6 Summary and Outlook

This work presented an overview on state-of-the-art mesh adaptation methods utilized in the fields of TCAD, together with an investigation and discussion of the utilized approaches and ideas stemming originally from the field of graph theory and graph coloring. A particular focus in the conducted study was the evaluation of these key technologies with respect to their computational aspects. The focus in this work was on shared-memory parallel methods necessary to efficiently utilize the increasing on-node parallelism of modern computer nodes. Thus, the required theoretical background for graphs and graph coloring, meshes and mesh adaptation, and an overview on modern computer architectures and parallelization techniques has been discussed in Chapter 2.
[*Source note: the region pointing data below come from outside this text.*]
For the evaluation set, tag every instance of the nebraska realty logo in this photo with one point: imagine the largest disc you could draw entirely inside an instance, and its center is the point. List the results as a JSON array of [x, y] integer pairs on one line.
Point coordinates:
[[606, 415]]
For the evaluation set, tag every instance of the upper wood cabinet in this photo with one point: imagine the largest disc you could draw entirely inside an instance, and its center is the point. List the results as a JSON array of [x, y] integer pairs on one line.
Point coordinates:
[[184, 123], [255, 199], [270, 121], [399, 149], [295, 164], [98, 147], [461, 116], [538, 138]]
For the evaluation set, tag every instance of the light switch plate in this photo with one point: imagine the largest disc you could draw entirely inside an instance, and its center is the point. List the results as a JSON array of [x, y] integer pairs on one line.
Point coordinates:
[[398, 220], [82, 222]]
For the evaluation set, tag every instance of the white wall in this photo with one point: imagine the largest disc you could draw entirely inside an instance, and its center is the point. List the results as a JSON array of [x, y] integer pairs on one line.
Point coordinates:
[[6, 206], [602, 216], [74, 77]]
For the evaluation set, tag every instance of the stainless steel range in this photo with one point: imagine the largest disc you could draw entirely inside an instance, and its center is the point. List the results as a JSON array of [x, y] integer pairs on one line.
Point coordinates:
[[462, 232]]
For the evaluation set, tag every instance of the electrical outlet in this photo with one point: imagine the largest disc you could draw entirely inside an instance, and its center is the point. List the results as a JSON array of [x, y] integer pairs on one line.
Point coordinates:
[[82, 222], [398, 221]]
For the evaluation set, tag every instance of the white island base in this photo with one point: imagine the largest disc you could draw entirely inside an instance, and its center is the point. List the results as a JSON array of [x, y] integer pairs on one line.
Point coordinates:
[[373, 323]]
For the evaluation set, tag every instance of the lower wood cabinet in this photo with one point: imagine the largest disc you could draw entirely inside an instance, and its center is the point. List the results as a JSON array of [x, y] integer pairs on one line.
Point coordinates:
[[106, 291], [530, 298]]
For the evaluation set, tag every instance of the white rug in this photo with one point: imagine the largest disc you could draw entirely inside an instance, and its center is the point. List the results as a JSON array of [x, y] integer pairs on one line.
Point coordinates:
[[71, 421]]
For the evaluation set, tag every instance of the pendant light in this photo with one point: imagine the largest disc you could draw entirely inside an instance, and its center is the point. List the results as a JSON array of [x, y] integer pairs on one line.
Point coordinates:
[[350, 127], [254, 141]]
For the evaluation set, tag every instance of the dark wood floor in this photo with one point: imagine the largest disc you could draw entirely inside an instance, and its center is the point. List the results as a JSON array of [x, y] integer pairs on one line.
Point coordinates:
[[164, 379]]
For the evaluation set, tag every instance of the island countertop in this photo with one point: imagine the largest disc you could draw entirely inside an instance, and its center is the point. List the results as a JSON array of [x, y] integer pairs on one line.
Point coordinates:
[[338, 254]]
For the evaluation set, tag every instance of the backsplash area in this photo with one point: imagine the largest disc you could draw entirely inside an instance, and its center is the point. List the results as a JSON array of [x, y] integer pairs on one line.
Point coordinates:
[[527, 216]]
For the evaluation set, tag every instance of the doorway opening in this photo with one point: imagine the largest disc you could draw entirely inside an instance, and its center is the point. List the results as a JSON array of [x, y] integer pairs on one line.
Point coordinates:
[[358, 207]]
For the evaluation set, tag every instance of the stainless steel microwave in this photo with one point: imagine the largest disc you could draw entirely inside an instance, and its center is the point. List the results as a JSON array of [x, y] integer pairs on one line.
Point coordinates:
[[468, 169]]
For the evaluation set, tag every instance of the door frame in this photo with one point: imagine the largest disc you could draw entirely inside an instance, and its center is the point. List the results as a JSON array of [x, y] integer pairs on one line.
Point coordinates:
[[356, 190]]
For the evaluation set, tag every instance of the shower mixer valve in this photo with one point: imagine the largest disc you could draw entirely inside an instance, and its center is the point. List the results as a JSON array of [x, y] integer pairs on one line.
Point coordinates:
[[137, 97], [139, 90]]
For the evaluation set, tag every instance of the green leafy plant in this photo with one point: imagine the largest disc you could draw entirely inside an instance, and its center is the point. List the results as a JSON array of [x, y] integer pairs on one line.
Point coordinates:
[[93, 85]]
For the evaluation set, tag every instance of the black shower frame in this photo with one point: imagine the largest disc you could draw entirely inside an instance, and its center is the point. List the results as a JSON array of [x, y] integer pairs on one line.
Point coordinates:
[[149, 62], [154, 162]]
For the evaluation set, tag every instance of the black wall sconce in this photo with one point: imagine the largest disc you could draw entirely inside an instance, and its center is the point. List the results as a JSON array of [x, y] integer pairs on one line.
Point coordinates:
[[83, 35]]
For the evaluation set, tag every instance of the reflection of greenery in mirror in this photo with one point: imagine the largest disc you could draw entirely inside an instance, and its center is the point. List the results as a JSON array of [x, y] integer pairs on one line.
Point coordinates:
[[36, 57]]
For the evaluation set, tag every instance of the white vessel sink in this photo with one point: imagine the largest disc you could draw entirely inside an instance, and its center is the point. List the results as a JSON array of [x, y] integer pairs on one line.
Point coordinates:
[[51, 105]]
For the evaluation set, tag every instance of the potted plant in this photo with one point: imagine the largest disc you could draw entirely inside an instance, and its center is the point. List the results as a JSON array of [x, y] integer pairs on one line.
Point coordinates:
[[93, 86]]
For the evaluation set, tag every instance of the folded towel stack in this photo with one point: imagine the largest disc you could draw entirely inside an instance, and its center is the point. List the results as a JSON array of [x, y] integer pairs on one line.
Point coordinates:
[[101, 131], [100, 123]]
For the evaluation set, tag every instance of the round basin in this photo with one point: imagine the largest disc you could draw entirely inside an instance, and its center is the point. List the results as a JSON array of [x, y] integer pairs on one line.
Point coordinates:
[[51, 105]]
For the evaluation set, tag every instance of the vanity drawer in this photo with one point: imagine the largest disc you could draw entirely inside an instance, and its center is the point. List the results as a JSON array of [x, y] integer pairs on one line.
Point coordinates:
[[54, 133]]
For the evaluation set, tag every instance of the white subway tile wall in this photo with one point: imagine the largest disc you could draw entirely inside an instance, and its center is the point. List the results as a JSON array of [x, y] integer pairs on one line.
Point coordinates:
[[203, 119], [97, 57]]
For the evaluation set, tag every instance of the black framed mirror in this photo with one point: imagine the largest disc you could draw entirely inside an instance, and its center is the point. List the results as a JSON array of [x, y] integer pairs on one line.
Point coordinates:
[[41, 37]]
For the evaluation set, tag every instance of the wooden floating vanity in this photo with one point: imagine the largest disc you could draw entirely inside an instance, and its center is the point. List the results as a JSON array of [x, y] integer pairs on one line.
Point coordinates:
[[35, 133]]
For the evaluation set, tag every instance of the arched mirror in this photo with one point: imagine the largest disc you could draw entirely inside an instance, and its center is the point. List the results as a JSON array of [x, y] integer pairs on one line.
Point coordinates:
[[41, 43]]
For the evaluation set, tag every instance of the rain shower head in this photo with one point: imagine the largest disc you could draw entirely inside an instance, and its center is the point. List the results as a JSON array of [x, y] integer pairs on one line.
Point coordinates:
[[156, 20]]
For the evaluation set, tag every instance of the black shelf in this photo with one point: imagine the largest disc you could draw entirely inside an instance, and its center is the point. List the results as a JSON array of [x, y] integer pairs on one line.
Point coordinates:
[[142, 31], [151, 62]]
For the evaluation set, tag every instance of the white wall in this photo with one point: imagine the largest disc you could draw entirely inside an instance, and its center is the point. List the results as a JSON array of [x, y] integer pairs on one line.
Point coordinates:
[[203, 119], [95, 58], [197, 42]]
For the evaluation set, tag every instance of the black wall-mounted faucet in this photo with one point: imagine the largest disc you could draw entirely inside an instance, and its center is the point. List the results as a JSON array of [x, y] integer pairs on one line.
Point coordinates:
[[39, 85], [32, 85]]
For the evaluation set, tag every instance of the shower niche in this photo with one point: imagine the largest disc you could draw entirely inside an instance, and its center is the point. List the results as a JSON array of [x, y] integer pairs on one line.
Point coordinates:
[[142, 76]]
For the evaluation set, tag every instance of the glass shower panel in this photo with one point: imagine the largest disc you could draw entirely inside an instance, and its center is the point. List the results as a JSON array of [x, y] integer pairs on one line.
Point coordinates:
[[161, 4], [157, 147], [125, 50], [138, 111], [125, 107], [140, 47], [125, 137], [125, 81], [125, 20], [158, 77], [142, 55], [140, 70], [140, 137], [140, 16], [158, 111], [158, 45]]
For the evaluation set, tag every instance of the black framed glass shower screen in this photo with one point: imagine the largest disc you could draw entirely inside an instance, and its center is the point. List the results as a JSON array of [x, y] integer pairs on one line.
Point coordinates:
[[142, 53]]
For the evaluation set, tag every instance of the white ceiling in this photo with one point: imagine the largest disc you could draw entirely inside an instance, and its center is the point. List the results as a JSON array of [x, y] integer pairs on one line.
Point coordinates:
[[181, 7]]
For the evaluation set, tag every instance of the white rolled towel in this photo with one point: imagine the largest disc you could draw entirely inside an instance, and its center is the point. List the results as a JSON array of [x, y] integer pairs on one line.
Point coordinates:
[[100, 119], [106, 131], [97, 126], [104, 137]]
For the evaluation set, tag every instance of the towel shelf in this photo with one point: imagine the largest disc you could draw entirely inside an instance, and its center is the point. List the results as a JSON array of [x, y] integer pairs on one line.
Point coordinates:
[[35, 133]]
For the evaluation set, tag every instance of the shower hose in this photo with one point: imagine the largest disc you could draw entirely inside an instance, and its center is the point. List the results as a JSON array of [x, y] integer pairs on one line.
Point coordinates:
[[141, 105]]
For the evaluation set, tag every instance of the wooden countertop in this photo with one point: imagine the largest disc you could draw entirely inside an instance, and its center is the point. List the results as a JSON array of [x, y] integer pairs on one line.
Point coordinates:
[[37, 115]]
As graphs and in particular graph coloring play a key role in both, parallel computing and mesh adaptation, different solution strategies of the graph coloring problem were presented in Chapter 3. These strategies range from the potentially time-consuming approach of calculating exact solutions to faster but nearly optimal approximative techniques. Since performance is a key aspect in modern TCAD applications, the focus of the conducted evaluation was on widely used approximative serial and well-proven as well as new shared-memory parallelized graph coloring algorithms. The conducted study evaluated available shared-memory graph coloring algorithms regarding their solution quality and performance, showing that the parallel approaches yield speedups up to about 50 for 64 threads. These shared-memory parallel algorithms formed the basis for the subsequently developed parallelization methods relying on graph coloring techniques.
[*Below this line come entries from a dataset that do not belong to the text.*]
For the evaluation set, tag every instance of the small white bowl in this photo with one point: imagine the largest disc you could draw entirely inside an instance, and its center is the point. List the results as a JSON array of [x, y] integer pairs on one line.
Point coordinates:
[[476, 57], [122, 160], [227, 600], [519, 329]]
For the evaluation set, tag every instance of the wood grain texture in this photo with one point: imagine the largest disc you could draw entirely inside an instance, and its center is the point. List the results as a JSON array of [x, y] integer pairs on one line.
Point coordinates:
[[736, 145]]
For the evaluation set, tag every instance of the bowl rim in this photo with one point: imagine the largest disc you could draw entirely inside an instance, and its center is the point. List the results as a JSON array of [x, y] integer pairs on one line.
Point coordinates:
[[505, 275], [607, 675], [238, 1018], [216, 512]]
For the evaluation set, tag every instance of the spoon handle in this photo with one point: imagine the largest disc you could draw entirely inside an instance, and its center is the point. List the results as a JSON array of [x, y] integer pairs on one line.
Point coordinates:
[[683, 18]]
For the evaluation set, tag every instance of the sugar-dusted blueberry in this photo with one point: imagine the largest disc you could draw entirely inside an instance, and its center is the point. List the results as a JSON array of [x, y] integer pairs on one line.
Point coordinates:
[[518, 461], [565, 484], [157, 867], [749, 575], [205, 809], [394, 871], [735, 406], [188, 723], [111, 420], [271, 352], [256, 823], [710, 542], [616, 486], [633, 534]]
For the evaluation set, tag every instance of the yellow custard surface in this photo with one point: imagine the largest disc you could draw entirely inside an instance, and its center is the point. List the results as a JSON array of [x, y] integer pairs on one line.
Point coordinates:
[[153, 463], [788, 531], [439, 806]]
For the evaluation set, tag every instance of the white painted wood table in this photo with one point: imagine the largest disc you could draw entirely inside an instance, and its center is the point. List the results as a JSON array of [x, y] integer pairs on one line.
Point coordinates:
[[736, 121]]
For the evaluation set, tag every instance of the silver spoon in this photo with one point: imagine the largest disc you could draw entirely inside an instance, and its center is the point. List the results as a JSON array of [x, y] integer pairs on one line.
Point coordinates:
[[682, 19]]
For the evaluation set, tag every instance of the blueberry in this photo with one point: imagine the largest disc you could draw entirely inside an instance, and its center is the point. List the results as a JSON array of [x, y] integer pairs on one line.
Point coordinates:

In TCAD applications one potential computational bottleneck is the mesh adaptation step required to obtain high quality meshes for numerical solution approaches typically based on FVMs and FEMs. To tackle this issue, a new coarse-grained shared-memory parallel mesh adaptation framework was developed and presented in Chapter 4. The main idea behind this framework is to decompose an input mesh into a user-defined number of partitions which are binned into independent sets using graph coloring algorithms based on the findings in Chapter 3. Additionally, flexibility with respect to the applied mesh adaptation strategies is provided by enabling the use of different well tested serial mesh adaptation algorithms in a parallel manner. This is achieved by adapting the different partitions of the same independent set simultaneously, as they do not share any mesh edges or facets. Thus, the available on-node parallelism on modern computer architectures can be exploited. However, to prevent over-refinement on the interfaces of the partitions the mesh adaptation on boundary elements is restricted to the partition residing in the lowest color class. To communicate the changes made by a partition a mesh healing step is conducted by all affected partitions. This guarantees a conforming mesh as well as prevents data races or inconsistencies. Two different mesh adaptation strategies are included into the coarse-grained mesher. With the presented coarse-grained mesher maximum speedups of 8.6 using 16 threads were obtained for the memory-bound mesh adaptation problem.

A special type of Process TCAD simulation is the simulation of an etching process. There, the calculation of the flux rates in every single timestep has the greatest share of the overall simulation runtime. Thus, highly efficient flux calculation methods are a key technique in order to improve the performance of etching simulations. To achieve this goal a novel approach for reducing the runtime of the flux calculation based on iteratively partitioning the surface mesh was proposed in Chapter 5. The new method is especially designed for multi-material etching simulations. To reduce the number of integration points on the surface, an initial sparse set of integration points is created. This set can be iteratively refined guided by a user-defined refinement condition in order to adjust the resolution and accuracy of the partitioning approach. To optimally capture critical geometrical features and material interfaces, which potentially yield highly different surface velocities, the refinement condition applied in this study was designed using a threshold for the flux and the normal angle between two points of the sparse set. Additionally, the surface mesh elements forming a material interface are also added to the sparse set. With this novel partitioning approach maximum relative speedups for the flux calculation of 7.0 compared to the conventional approach based on all surface mesh elements were obtained. The influence on the accuracy of the sparse set approach was proven to be reasonably small. Furthermore, a strong scaling evaluation of the flux calculation step highlighted the fact that parallelizing the serial iterative partitioning method is one of the major performance limiting factors

For the coarse-grained mesher presented in Chapter 4 the investigation of different approaches for conducting the healing operations on the interfaces is a promising option for increasing the quality of the resulting mesh. Additionally, different domain decomposition strategies could ultimately result in a better partitioning of the input mesh with respect to load-balancing.

Regarding the iterative partitioning method for multi-material etching simulations proposed in Chapter 5, a potential increase in computational performance is possible by parallelizing the serial parts of the flux calculation process, i.e., the initial creation of the sparse set and its iterative refinement. As the presented method is up to now restricted to direct flux only, the general applicability in Process TCAD could be massively increased by extending the framework to support also reemitted flux. One potential way to achieve this extension is to reuse the already existing sparse set and refine it further where necessary. Another possible solution would be the creation of dedicated sparse sets for each subsequent flux reemission step. Besides these two options, an adaptation of the refinement condition for a proper sparse set creation could be advantageous for the computation of the reemitted flux distributions.